И как-то раз случилось необычное. Был, как здесь называли, чистый четверг. Почему чистый, Ванечка толком не знал, слышал только, что вот-вот Пасха грянет и все идут причащаться. Народу – уйма! Вышел священник. Седенький весь, роста небольшого, бородка аккуратно подстрижена. Встал перед алтарем и начал говорить, обращаясь к прихожанам. Говорил он негромко, но каждое слово будто огнем обжигало, будто сердце превратилось в печь раскаленную, и ворочал там старый батюшка что-то кочергою железною. Всю жизнь Ванечкину никчемную пересказал, ничего не утаил, словно в книгу смотрел какую. И вспомнилось все то, в чем самому себе признаться стыдно. Слезно так стало, и какой-то ком  внутри зашевелился – горький-горький. А потом все двинулись к священнику, понесло туда и Ванечку. Сам не понял, как перед ним оказался, а старичок накрыл его тряпицей с крестиком вышитым и так по-доброму:
– Ну что, каешься, горемыка?
- Каюсь, каюсь, –  и голову еще ниже опустил, палки еле в руках удержал.
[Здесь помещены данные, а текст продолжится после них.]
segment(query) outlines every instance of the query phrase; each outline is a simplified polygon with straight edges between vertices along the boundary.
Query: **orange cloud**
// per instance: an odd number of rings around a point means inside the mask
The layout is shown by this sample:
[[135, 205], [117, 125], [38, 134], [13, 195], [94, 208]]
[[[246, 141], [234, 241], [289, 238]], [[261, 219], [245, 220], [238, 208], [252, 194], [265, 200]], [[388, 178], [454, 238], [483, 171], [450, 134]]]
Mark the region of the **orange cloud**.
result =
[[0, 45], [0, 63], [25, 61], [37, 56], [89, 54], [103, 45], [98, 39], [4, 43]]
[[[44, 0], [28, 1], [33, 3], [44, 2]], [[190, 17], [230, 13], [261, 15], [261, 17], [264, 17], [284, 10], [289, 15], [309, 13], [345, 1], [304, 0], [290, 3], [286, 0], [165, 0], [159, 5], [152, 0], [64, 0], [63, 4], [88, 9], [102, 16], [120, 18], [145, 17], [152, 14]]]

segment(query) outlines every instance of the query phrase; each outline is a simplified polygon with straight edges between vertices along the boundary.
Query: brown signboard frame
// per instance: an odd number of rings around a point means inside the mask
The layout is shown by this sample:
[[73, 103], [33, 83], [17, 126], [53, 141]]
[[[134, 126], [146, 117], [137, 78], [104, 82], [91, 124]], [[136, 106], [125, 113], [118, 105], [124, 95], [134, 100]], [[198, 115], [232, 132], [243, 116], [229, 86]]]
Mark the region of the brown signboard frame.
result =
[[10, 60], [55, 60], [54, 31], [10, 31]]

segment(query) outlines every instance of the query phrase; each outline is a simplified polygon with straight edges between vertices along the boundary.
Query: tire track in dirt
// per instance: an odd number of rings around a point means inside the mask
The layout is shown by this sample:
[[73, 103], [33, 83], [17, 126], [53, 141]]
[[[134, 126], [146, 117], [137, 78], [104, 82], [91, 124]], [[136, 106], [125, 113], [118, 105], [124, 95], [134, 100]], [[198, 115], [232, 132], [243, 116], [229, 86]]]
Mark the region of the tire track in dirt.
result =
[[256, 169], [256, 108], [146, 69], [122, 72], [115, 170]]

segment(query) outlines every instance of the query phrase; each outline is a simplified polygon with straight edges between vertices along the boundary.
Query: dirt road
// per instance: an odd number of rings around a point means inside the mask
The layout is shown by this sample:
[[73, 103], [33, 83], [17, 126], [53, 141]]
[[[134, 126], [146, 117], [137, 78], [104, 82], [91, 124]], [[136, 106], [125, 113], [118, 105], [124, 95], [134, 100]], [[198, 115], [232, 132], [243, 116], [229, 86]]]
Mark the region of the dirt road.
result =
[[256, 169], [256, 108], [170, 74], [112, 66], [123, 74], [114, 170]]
       Священник наклонился, руку положил на затылок и прочитал молитвочку   короткую, в которой только и услышал Ванечка  «прощаю и разрешаю». И когда выпрямился –  будто свалился с него груз неподъемный, будто кол, в груди торчащий, выдернули одним движением умелым – так легко стало. И нет больше ни соседей, вечно пьяных, бузящих, ни молодняка шумного, ни хриплого Матвеева, ни самой хибарки покосившейся – ничего этого нет, а только иконка картонная, занавески и слова, от которых жить хочется: « Прощаю и разрешаю».  Только и успел шаг в сторону сделать, не вполне осознав, что произошло, как тут же в общем потоке верующих понесло его дальше, к самому алтарю, к амвону, о котором он только слышал, но подходить ближе не решался. Священник помоложе, в полном церковном облачении, стоял с большой красивой чашей в руках на этом самом амвоне и подходившим к нему людям давал  с ложечки, заботливо вкладывая содержимое в рот каждому. Ванечка уже знал – это Причастие, нечто таинственное и страшное, необъяснимое и уж, конечно, не ему предназначенное. Но его несло прямо к чаше, как сухой лист тальника в лоно Енисея, будто теперь и над ним загадали: доплывет или нет,  а ему, несмотря на страх, так хотелось доплыть.  И доплыл!  Кто-то освободил ему руки, кто-то сложил их на груди крестообразно, кто-то поддержал, чтоб не упал, кто-то подвел к священнику… и как будто что-то обожгло его, не снаружи, а там, внутри, глубоко.  Душа ветхим листом вплыла в спокойные ровные воды, в которых свободно отражалась вся ширь молчащего спокойного неба. Теперь на сером полотне Ванечкиной жизни появился новый мазок свежей, густой краски.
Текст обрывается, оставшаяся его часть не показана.